Mengapakah kita tidak berani memberikan nasehat kepada para TKW kita, akan hal-hal yang dapat terjadi atas diri mereka di luar negeri, termasuk ‘status’ sebagai budak sahaya biologis ataupun istri sosiologis? Untuk mengambil sikap seperti itu, harus diikuti dengan upaya ‘membersihkan diri dari tindakan-tindakan melanggar hukum oleh berbagai pihak, temasuk para pejabat formal di negeri kita sendiri. Memang tidak mudah, untuk melakukan identifikasi atau pengenalan diri sendiri dalam jumlah sangat besar. Ini tentu memerlukan keberanian moral cukup besar pula untuk melakukannya. Kenyataan memang sering ‘dibungkus’ oleh kebutuhan-kebutuhan golongan-golongan atau kelompok-kelompok. Apalagi kalau mereka memiliki aset-aset ekonomi dan keuangan cukup besar, seperti yang ada sekarang di negeri kita.

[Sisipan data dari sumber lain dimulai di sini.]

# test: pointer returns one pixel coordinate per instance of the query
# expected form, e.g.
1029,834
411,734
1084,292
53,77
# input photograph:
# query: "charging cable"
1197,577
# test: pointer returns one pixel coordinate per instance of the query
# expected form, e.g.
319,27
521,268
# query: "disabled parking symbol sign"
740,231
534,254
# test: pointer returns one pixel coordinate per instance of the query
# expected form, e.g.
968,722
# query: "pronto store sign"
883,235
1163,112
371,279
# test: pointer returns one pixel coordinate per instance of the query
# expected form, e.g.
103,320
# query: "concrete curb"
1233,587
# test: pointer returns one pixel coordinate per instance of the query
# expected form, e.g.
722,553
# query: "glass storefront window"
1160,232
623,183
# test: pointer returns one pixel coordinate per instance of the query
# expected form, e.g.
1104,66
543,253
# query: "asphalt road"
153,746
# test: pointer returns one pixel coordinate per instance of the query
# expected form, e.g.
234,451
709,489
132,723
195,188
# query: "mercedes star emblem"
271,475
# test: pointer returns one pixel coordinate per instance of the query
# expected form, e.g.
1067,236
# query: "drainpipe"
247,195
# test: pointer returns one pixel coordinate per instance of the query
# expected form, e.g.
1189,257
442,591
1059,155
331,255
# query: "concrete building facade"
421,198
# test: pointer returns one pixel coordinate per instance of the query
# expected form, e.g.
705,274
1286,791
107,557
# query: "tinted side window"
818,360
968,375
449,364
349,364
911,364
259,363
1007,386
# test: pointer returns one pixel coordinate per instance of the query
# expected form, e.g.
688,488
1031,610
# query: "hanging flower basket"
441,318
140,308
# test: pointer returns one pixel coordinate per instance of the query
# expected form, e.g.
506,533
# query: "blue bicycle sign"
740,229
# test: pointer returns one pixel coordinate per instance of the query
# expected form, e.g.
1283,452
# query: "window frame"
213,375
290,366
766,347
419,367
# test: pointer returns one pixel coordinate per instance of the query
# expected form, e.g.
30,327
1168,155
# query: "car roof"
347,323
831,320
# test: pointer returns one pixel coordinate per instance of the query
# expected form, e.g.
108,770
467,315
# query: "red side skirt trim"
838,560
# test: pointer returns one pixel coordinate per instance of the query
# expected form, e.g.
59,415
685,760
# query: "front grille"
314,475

Perilaku ‘Burung Onta’ seperti dikemukakan di atas, akan menghasilkan sikap yang tidak menghendaki kejujuran dan keterbukaan, dalam hubungan kita dengan masyarakat Saudi Arabia. Hasilnya, sikap ini tidak akan membuahkan pandangan yang sejalan, baik dari kalangan pemerintah Indonesia dan Saudi Arabia, juga tidak akan disetujui oleh PJTKI kita maupun oknum-oknum Arab yang mendatangkan TKI kita ke sana. Padahal ini adalah bagian dari proses lumrah untuk mengambil dan membuang menurut kenyataan sejarah yang ada bukan?